Oh all right. This goes with the last post. There'll be hell to pay. Which will be so ironic that it'll be funny, so that's OK, too.

For starters, there is a word for someone who recommends a particular video or whatever and won't post the thing itself. But it isn't a nice word and since it doesn't define me entirely, perhaps I ain't that thing.

But still. What's weird - plenty - but I'll try to be specific.

Weird: my enthusiastic yet usually inward disdain for bunches of people gathered to believe, praise, etc. Because childhood attendance at segregated houses of worship.

#haventforgottenhellno

At the tender age of ten, I walked out on a sermon. I had spent the night with my best friend and church was part of the deal. I actually walked miles to my grandparents' house from the church just because that smiling, creepy pastor said that black people should worship with other black people and white people should worship with other white people. I really thought I was making a very big statement. Little Miss Freedom Rider or some such. Later, I realized that they probably just thought I went to the restroom. Kids, huh? But church. I think of who's not invited to the party. Look. I know that all white people aren't 'that way' but ones who gather in hands-up bunches seem to be. Maybe I need to ask forgiveness for my assumptions. Maybe change them. Eeeeek.

What's supposed to be the Only Thing there is: how to we treat one another with the highest loving regard and, who knows, maybe even take planet earth out of the chokehold we've got her in, as her gasping cries reverberate in this part of the galaxy and beyond.

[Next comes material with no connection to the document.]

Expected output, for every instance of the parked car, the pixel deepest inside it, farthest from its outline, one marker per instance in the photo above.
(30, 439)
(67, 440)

This video stops before that thing I just wrote. And I'm asking that you'd treat this like a buffet: take that stuff you want and leave the rest. There is more than gravy here. I have a vegan buddy who gags at the sight of meat. He just does. Always has. His Mama said he 'got born that way'. But the vegetables were so good at this little diner back in Georgia that he started going every day for lunch even though it meant seeing the body parts and gravy and such at other tables.

And one day he told me this, "I listened to people talk about things that I don't talk about much. Things I don't have to listen to. My family's really screwed up and no one talks to each other. For years. But there people would disagree with each other and then say, 'Pass the gravy'. Then I knew what was wrong with my family. We had no gravy to pass.'" I didn't have the heart to tell him it wasn't about the meat or gravy. But as I write this, I'm not even convinced.

I think I'm passing gravy by adding this link. You don't have to like it, but for God's sake, please don't stop coming over.

https://youtu.be/7zWKm-LZWm4

This is for Sue and her sacred orb photos which are miracles I needed to see.

But y'all can't blame her for how far out this post is gonna be.

That's on me...

And the illustration for this post would be Rockwell Kent's "Drifter".

Because it is the image of wonder.

You gotta look it up.

I'm not linking it.

And this, too, which is what this post is about.

Lou Giglio is a fiery pastor who's said and believes some things that make him maybe less of a vessel of hope than his religion allows.

But.

He did a mash up of stars and whales singing that added something to that chest of hope I keep near. Like my own breath and all priceless memories. Then I'm thinking maybe... in his own capacity to worship the unrefined splendor of our Universe, in that audacious range, his own notion of Love and what's fucking OK will get bigger. Maybe.

Which is Exactly.

The same thing I'm trying to do...

For I saw in that awful captive moment when I judged him for judging gay people, that I had become as small as what he believed and perhaps even less because I was freed from those ideas of hell a long time ago and that's about half of what's still in his equation.

So there is that crack, that splinter from the jagged spaces piercing what was sanctimony. And I can't yank it out by myself.

But God. Is that so big absolute thing that excludes no one, embraces all, that never burns His own children.

That really isn't a big frowning white guy in the sky but the sky itself and maybe even in me when I accepted a friend request from the girl who bullied me long ago because she doesn't remember. Of course she chokes the timeline with that write Amen if you agree crap and I unfollowed but didn't unfriend.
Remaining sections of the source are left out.